The original Bat World Sanctuary was created in a historic retail building in downtown Mineral Wells, Texas. In 1992, a wild sanctuary was started just a block away from the Bat World facility. It was sited in a two-story apartment building that was built in 1899, and had been vacant for years. Lollar purchased the building when she heard that the owner was selling it and planned to exterminate residing bats as part of the process. The hand-hewn sandstone construction of the building had crumbled over time, leaving cracks and openings ideal for bats to inhabit. Two years later, in 1994, the sanctuary for non-releasable bats was officially founded as a non-profit organization.

Bat World Sanctuary is accredited with both the Global Federation of Animal Sanctuaries and the American Sanctuary Association. In 2016, Lollar received The Carol Noon Award for Sanctuary Excellence.
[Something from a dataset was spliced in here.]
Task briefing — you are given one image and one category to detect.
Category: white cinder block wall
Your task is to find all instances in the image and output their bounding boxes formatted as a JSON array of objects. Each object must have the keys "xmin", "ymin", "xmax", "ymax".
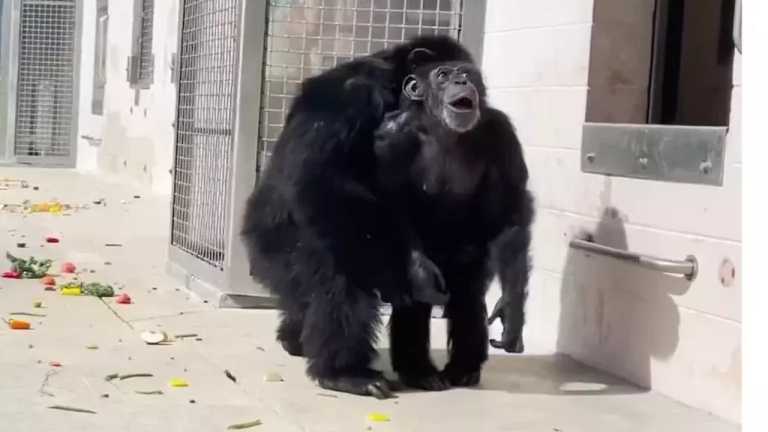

In June 2012, Bat World Sanctuary was awarded 6.1 million dollars in damages in its defamation lawsuit against a former intern. In April 2015, the Second Court of Appeals upheld the Judgement against the intern.

==Research and impact==
Bat World Sanctuary has been described as "the largest bat rescue center on the planet," with an estimated 100,000 Mexican free-tails inhabiting the wild sanctuary, plus a seasonal maternity colony of about 20,000 females who move in each spring. The Bat World Sanctuary facility holds about 400 non-releasable bats who live there permanently.
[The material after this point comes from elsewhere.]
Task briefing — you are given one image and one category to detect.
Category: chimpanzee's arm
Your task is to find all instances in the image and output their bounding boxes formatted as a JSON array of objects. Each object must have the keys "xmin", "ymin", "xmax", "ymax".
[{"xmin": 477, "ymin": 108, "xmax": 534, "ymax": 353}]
There is a clinic inside Bat World Sanctuary that serves as a rehabilitation center for sick or injured bats. It is a simulated natural habitat with different features that cater to specific types of bat in order to lower the stresses that bats experience from being captive. Annually, as many as 1,500 rehabilitated bats are released back to the wild.
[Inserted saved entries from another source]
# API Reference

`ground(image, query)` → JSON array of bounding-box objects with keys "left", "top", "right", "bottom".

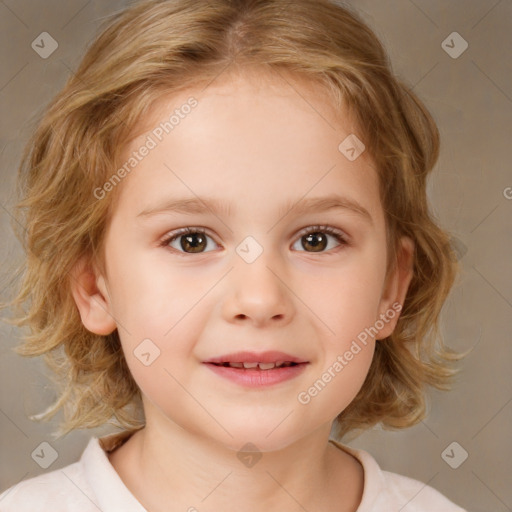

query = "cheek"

[
  {"left": 106, "top": 248, "right": 206, "bottom": 335},
  {"left": 299, "top": 257, "right": 385, "bottom": 342},
  {"left": 296, "top": 336, "right": 375, "bottom": 423}
]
Lollar and the staff at the sanctuary have also launched a bat house project, where they would remove unwanted bats from local buildings free of charge as long as the building owners agreed to hang bat houses close to where the bats formerly entered the buildings. The bat houses were also provided for free through the program.

Observations by Bat World Sanctuary Founder Amanda Lollar and Bat Conservation International led researchers at the University of Texas at Austin and Texas A&M University to conclude that male bats create songs to attract females and warn other males to stay away. The sanctuary has also hosted a colony of bats to assist with research conducted at the University of Colorado Denver, and has assisted scientists at Cornell University in the study of acoustic mimicry of visual warning signals by echolocating bats.